How many joules would be required to raise the temperature of 20g of ice at oC to water at15C?
Q1= rm=330000 x 0.02 = …
Q2=cm(T2-T1)=4180 x 0.02 x 15 = ...
Q= Q1 +Q2 = …
To answer this question, you need to calculate the total heat energy required to raise the temperature of the ice from 0°C to water at 0°C and then further raise it to 15°C.
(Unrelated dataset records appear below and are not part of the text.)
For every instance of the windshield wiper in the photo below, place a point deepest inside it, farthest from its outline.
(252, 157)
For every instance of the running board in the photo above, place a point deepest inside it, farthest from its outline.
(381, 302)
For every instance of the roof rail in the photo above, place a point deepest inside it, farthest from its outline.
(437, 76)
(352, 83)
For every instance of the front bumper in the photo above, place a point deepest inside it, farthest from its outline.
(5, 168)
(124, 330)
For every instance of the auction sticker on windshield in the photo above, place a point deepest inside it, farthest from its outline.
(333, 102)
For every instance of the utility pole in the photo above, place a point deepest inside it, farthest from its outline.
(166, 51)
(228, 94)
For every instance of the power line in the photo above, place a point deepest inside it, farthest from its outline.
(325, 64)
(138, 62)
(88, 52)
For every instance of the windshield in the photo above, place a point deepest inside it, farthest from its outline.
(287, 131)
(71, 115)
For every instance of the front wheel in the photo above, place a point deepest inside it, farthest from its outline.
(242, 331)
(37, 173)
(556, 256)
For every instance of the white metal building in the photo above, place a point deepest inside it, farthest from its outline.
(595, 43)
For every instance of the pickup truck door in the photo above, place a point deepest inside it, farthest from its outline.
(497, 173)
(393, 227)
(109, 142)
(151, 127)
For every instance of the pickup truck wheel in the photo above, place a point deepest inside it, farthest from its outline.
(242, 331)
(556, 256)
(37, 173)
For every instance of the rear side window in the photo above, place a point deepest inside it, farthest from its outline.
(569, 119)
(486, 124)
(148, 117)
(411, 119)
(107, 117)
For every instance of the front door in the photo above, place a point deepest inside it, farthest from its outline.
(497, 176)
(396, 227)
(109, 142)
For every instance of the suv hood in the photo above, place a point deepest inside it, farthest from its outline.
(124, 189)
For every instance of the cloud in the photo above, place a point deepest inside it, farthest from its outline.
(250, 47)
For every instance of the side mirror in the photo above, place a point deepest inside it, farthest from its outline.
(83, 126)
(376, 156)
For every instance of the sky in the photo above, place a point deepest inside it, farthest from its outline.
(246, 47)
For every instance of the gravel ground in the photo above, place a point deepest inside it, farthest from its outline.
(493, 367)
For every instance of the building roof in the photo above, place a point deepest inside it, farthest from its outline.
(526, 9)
To calculate the heat energy, you can use the specific heat capacity (C) of ice and water, along with the formula:
Q = m × C × ΔT
where:
Q is the heat energy (in joules),
m is the mass (in grams),
C is the specific heat capacity (in J/g°C), and
ΔT is the change in temperature (in °C).
First, calculate the heat energy required to raise the temperature of the ice from 0°C to 0°C (melting point of ice):
Q1 = m × Cice × ΔT1
Since the temperature is constant, ΔT1 = 0, so the heat energy required to melt the ice is 0.
Next, calculate the heat energy required to raise the temperature of the ice (now water) from 0°C to 15°C:
Q2 = m × Cwater × ΔT2
Given:
m (mass of ice) = 20g
Cice (specific heat capacity of ice) = 2.09 J/g°C
Cwater (specific heat capacity of water) = 4.18 J/g°C
ΔT2 (change in temperature) = 15°C
Substituting the values into the equation:
Q2 = 20g × 4.18 J/g°C × 15°C
Q2 ≈ 1254 joules
Therefore, it would require approximately 1254 joules of heat energy to raise the temperature of 20g of ice at 0°C to water at 15°C.